With so many streaming choices these days, choosing the right cable-cutting service for your household can be difficult. There are dozens of top-notch streaming services like Netflix and Amazon Video which offer video-on-demand, while streaming services like Hulu and DIRECTV NOW have begun offering live streams of the best cable and broadcast television networks. Price is often one of the most important factors consumers use to choose how to cut the cord, but when choosing a streaming service depends on other various factors, it can be a chore to dig through each individual service’s offerings to determine which is right for you. Luckily, a new service called Suppose.TV has sprung up to help you compare streaming services based on a wide range of options.
Suppose.TV claims their service “compares millions of combinations of TV services and finds the best for you.” The site scans the 50 largest US streaming markets, which covers 70% of the American population. Users can compare streaming services based on factors like availability of local content, options for premium networks, price, networks available, and even multilingual support.
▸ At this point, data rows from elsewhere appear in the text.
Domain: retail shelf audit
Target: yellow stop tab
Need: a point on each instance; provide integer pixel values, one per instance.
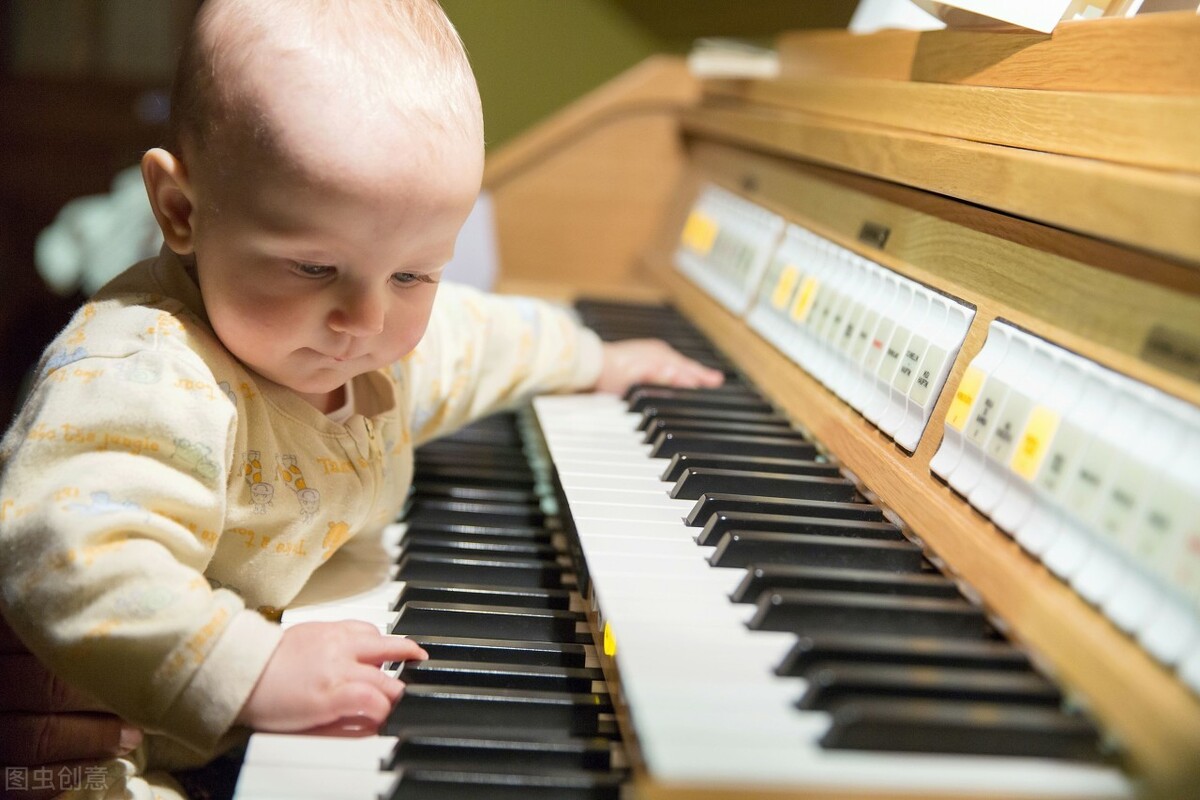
(964, 398)
(610, 641)
(784, 287)
(803, 302)
(1031, 447)
(700, 233)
Suppose.TV is the brainchild of John Tantum, founder and former president of Virgin Mobile USA, and Bay Area tech entrepreneur Andrew Shapiro. Tantum told TechCrunch that the idea came to the pair as they noticed the blindingly fast rate at which new streaming services were appearing on the market:
We had been following the space closely and it became apparent that there was a new entry every month or two. But their services are very complicated – Sling TV, especially, with their number of add-ons and their two base packages. It’s an incredibly complicated choice for a customer to make between the different services, and even within a single service. And not to mention trying to compare that to your satellite and cable provider and the options there.
As of now, Suppose.TV only compares cable-cutting services which are cable replacements, excluding video-on-demand services like Netflix, Amazon Prime Video, and Hulu on-demand. However, the site is adding new features every day and will soon allow users to begin crowd-sourcing some of the information used by the site’s databases as opposed to getting information straight from streaming services themselves. If you want to cut the cord but don’t know where to begin, give Suppose.TV a shot.